Resources

How OCR can miss quality cases and why A.I. can do better

Written by Matt Francis | Nov 3, 2024 11:11:02 PM

When it comes to extracting critical medical data from dense medical record PDFs, many mass tort lawyers believe that OCR (optical character recognition) is the "state of the art." And indeed, OCR has been around for decades and is widely used for digitizing paper documents and converting scanned images into editable text.

However, OCR has its limitations. OCR simply recognizes words and numbers without understanding the context of the query, the document, or even the litigation requirements. For example, if you search for the term "lymphoma" using OCR, you will get all the documents that contain the word "lymphoma" and will have to manually search if those results are the specific type of lymphoma (e.g. b-cell, hodgkins vs non-hodgkins, etc) that pertains to the injury identified in that litigation. Similarly, if you search for the commercial drug name using OCR, you will get all the documents that contain the exact spelling of the name, but not the documents that mention the drug’s medical name, or shorthand versions of the drug name.

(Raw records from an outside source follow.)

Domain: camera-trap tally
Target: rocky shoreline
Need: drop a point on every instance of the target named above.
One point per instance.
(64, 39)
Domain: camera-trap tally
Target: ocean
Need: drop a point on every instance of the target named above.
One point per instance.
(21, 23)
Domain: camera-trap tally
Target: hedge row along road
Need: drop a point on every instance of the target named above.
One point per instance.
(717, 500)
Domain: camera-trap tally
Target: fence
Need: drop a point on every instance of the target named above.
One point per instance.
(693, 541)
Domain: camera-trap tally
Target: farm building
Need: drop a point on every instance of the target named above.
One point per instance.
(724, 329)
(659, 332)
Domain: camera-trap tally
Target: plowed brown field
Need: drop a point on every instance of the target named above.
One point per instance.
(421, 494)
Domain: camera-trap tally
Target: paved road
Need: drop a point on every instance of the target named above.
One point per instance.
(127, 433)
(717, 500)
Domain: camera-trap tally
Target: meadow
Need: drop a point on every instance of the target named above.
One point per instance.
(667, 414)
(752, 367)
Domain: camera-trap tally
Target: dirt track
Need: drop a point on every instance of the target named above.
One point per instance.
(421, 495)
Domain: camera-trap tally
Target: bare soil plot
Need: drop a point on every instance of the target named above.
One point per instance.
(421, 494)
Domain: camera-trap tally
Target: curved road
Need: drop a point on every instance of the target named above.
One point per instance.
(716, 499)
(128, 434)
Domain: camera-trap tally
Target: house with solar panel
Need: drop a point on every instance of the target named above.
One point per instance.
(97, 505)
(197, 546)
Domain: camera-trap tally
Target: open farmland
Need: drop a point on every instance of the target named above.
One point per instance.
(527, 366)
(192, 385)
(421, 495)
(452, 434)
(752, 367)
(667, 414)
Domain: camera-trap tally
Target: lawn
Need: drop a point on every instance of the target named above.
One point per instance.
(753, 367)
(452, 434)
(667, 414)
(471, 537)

This is where AI-based contextual search comes in. Advances in AI technology have made it possible to create software that is far more powerful than OCR, as it can search for complex synonyms of various diseases or drug names, it can determine the type of document that is being analyzed to provide better search results, and it can provide analysis on the kind of data that is being extracted.

Let's take a closer look at some of the key differences between OCR and AI-based contextual search.

Accuracy

OCR is known to have a high error rate, especially when it comes to recognizing handwritten or low-quality text. This can result in too many false positives when finding a specific term. AI-based contextual search, on the other hand, uses advanced algorithms and machine learning techniques to improve accuracy and reduce errors. The software can recognize patterns and context that OCR cannot, which leads to more accurate search results and data extraction.

Contextual Understanding

OCR simply recognizes words and numbers, without any understanding of the context in which they appear. AI-based contextual search, however, has the ability to understand the meaning of the words and phrases in the document and the query, and can provide search results that are relevant to the specific context of the search. For example, if the software is trained to search for all injuries related to a toxic tort litigation, like Camp Lejeune, you would be able to find all the relevant injuries at once, instead of searching for them individually.

Synonym Recognition

OCR can only recognize words and numbers that are spelled out in the document, which means that it may miss documents that use synonyms or abbreviations for certain terms. AI-based contextual search, however, can recognize synonyms and abbreviations and provide search results that include all relevant documents. For example, if you search for the drug name "ibuprofen" using AI-based contextual search, the software will be able to recognize documents that mention the drug using the abbreviation "ibupr" or a synonym like "Advil," and may recognize misspellings.

Document Analysis

OCR treats all documents the same, regardless of their type or format. AI-based contextual search, however, can analyze the type of document that is being searched and provide more targeted search results. For example, AI-based software, like Pattern Data, can determine the type of document, such as an office visit, prescription or pathological or operative report. Additionally, if the document was a pathology report, it can determine the diagnosis and disease.